Chinese AI startup DeepSeek burst into the AI scene earlier this year with its ultra-cost-effective, R1 V3-powered AI model. Consequently, it raised concerns among investors, especially after it surpassed OpenAI’s o1 reasoning model across a wide range of benchmarks, including math, science, and coding at a fraction of the cost.
While DeepSeek researchers claimed the company spent approximately $6 million to train its cost-effective model, multiple reports suggest that it cut corners by using Microsoft and OpenAI’s copyrighted content to train its model.
Another report claimed that the Chinese AI startup spent up to $1.6 billion on hardware, including 50,000 NVIDIA Hopper GPUs. OpenAI lodged a complaint, indicating the company used to train its models to train its cost-effective AI model.
The ChatGPT maker claimed DeepSeek used “distillation” to train its R1 model. For context, distillation is the process whereby a company, in this case, DeepSeek leverages preexisting model’s output (OpenAI) to train a new model.
As such, the company reduces the exorbitant amount of money required to develop and train an AI model. And as it now seems, OpenAI’s accusations seemingly hold some water.
A new study by AI detection firm Copyleaks reveals that DeepSeek’s AI-generated outputs are reminiscent of OpenAI’s ChatGPT. Perhaps more concerning, the study’d findings revealed a 74.2% resemblance (via Forbes).
Did DeepSeek train its AI model using OpenAI’s copyrighted content? The tell-tale signs suggest as much
Copyleaks uses screening tech and algorithm classifiers to identify text generate by AI models. For this specific study, the classifiers unanimously voted that DeepSeek’s outputs were generated using OpenAI’s models.

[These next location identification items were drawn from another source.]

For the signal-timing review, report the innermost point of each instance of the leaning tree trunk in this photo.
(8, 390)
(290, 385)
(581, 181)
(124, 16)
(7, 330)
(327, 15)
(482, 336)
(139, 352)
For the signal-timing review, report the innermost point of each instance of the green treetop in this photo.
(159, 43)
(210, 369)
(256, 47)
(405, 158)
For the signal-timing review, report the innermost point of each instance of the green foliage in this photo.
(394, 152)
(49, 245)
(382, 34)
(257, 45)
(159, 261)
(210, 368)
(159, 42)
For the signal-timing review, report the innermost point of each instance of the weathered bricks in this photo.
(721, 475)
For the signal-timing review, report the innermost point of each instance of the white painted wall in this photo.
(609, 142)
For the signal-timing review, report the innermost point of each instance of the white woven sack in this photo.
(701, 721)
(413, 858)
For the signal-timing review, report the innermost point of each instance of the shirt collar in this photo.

Interestingly, the AI detection firm has used this approach to identify text generated by AI models, including OpenAI, Claude, Gemini, Llama, which it distinguished as unique to each model. Classifiers use unanimous voting as standard practice to reduce false positives.
Shai Nisan, head of data science at Copyleaks indicated:
“Our research utilized a ‘unanimous jury’ approach and identified a strong stylistic similarity between DeepSeek and OpenAI’s models, which wasn’t found with other inspected models.”
While investors had begun raising concern about the large amounts invested in developing and training AI models, the study’s findings raises questions about DeepSeek’s AI model training and development and whether its approach was truly cost-effective.
As highlighted by Nissan:
“While this similarity doesn’t definitively prove or declare DeepSeek as a derivative, it does raise questions about its development. Our research specifically focuses on writing style; within that domain, the similarity to OpenAI is significant. Considering OpenAI’s market lead, our findings suggest that further investigation into DeepSeek’s architecture, training data and development process is necessary.”
What’s next for DeepSeek if found guilty of copyright infringement?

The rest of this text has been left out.